Placement of voxelisation of ground truth shape in z

AaronJackson / vrn

:man: Code for "Large Pose 3D Face Reconstruction from a Single Image via Direct Volumetric CNN Regression"

http://aaronsplace.co.uk/papers/jackson2017recon/

MIT License

4.52k stars 746 forks source link

Placement of voxelisation of ground truth shape in z #89

Closed Jim61C closed 6 years ago

Jim61C commented 6 years ago

Hi!

Thank you for making the feed forwarding code available! I just wish to see how the voxelisation result is placed in the cube. I understand that x-y of the voxel volume will align with the image 192x192, however, as orthographic camera model is used. What is the convention you used to put the volume in z coordinate? are you putting them such that the volume will always be centered in z. Also, I am wondering may I know how much of the model are you cutting at the back? is there a particular threshold used, Thank you very much!

AaronJackson commented 6 years ago

The positioning has to be consistent since if it moves about in the Z component it will just seem like noise during training. If I remember correctly on this particular model, the Z placement is done by the mean of the original mesh. I've also done this based on the point closest to the camera (usually the tip of the nose in frontal images, for example). I'm not sure which works best, and I am not completely sure (off the top of my head) which way I did it for this particular model.

The output of the network is not thresheld, at least in the MATLAB version, where I just let MATLAB decide. If you do threshold it, the output will be more blocky (with most marching cube like methods) since it cannot smooth the isosurface based on the voxel intensity.

If you are computing error for a publication, I would appreciate it if the comparison was done against the MATLAB implementation. The Python implementation uses quite a bad isosurface function.

Jim61C commented 6 years ago

Thank you very much for the clarification! I see! For the thresholding, yes, no thresholding is done on the iso-surface calculation to avoid the blocky effect as mentioned by you exactly. What I meant is for the voxelisation process, as I believe the current model cuts off the 'ear' part, so I am wondering how the 3DMM meshes are being cut to generate the voxelisation result for training. Thank you!

AaronJackson commented 6 years ago

Ah, I see. We manually selected the frontal region of a frontal face, in advance, and then used those saved indices for each face we voxelised.

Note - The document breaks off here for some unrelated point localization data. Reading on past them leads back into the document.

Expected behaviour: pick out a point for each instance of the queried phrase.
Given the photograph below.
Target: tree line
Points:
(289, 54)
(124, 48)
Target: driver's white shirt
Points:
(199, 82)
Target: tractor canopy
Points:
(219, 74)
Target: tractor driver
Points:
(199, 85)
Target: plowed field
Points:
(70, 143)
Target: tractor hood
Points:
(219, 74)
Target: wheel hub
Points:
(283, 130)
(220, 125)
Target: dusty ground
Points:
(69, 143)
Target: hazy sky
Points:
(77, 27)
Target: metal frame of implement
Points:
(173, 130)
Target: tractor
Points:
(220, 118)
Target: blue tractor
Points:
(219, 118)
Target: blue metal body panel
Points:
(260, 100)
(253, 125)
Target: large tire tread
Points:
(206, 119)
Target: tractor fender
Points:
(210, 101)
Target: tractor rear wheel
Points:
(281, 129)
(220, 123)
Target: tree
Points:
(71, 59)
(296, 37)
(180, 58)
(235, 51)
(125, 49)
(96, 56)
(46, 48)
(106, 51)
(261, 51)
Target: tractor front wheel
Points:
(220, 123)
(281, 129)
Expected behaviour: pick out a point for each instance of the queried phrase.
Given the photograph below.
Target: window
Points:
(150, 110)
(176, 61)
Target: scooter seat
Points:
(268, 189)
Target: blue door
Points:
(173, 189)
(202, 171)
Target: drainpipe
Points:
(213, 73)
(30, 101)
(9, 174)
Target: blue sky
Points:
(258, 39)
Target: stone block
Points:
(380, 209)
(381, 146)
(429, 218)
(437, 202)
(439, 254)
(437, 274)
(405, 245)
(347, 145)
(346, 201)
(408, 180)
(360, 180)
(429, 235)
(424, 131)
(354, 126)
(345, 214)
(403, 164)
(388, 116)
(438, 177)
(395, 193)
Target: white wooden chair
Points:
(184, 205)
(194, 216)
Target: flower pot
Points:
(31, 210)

Jim61C commented 6 years ago

Cool! Thanks! I am wondering would you mind providing those indices? or some guideline on how to get those, I am seeing the face contour indexes in the 3DDFA code base but I am not sure how to derive the frontal face indexes out of that contour. Thanks!

Another question is that it seems that the ground truth voxel volume used for supervision is actually the mesh with z component scaled by 2, which results in a 'warped' shape of the face during learning, I am wondering is there a particular reason for doing this instead of learning the unscaled shape? Thank you!

AaronJackson commented 6 years ago

Hey, the vertices can be found here: http://cs.nott.ac.uk/~psxasj/download.php?file=vrn-3ddfa-vertexfilter

The original purpose of scaling the Z component by to try and improve detail. I'm not actually sure how much it helped as we never did any quantitative analysis of this. The code provided scales the Z component by 0.5 if I remember correctly.

Jim61C commented 6 years ago

Great thanks for the vertex indexes!

I see. Yep, during the iso-surface calculation, it scales the raw volume back by multiply 0.5, which means the original raw is scaled by 2. I was wondering if there is a principal / thumb of rule behind the reason of this.

Thanks.